Había muchas personas en la clase. (There were many people in the class.)

Photo by Kevin Dooley; licensed via Creative Commons.

Haber is one of the more unusual verbs in Spanish. It may be the only verb that has a conjugation that varies with its meaning in a sentence. It is used primarily as an auxiliary verb (a verb used in conjunction with other verbs), but it can stand alone as a verb that does little more than indicate mere existence of the subject of the sentence. It can take a singular form even when used in the plural. It is also extremely irregular.

In this lesson, we focus on the haber usage that is usually the first one learned by Spanish students: as a vague verb usually translated as "there is" or "there are." In other lessons, we also look at the few idioms that use haber as well as its use as an auxiliary verb.

Standing alone, haber in the third-person present tense is usually translated as "there is" or "there are." Interestingly, though, the verb takes the form of hay (pronounced basically the same as "eye" in English) in both the singular and plural forms. Here are a couple of sample sentences: Hay muchos libros; there are many books. Hay un hombre en la sala; there is a man in the hall. (When using haber as an auxiliary in the third-person singular, ha or han is used, not hay. Han leído el libro, they have read the book.)

Haber can also be used in the same way for other tenses. The general rule for the other tenses is that the singular form is used for both singular and plural objects, although it is quite common, particularly in parts of Latin America, to use the plural forms with use of plural objects. Había muchas personas en la clase, or habían muchas personas en la clase, there were many people in the class. (In some areas, habían is considered substandard, so avoid it unless you hear native speakers using it.) Habrá mucho tráfico, there will be much traffic. No habría tiempo, there wouldn't be time. Quiero que haya tiempo, I hope there will be time.

Note that the "there" in these English sentences does not refer to location (grammatically, it is considered to be an introductory pronoun).

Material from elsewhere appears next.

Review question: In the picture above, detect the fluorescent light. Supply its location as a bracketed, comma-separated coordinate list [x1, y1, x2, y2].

When "there" refers to location, normally it would be translated using ahí or allí (or, less commonly, allá). Example: Hay una mosca en la sopa; there is a fly (a fly exists) in the soup. Allí está una mosca [said while pointing or indicating direction]; there (or over there) is a fly.

Note that other Spanish words or idioms can also be translated as "there + to be" in various usages. No queda queso, there is no cheese left (or no cheese remains). Seremos seis para el desayuno, there will be six of us for breakfast (literally, we will be six for breakfast). ¡Ahí viene el taxi! There's the taxi! (literally, there comes the taxi!) Esto provocó mucho llorar, there was much crying at this (or, this caused much crying). In some of these cases, the thought also could be expressed using a form of haber: No hay queso, there is no cheese. As in all cases, you should strive to translate for meaning rather than word for word.

Haber does not exist in an imperative form.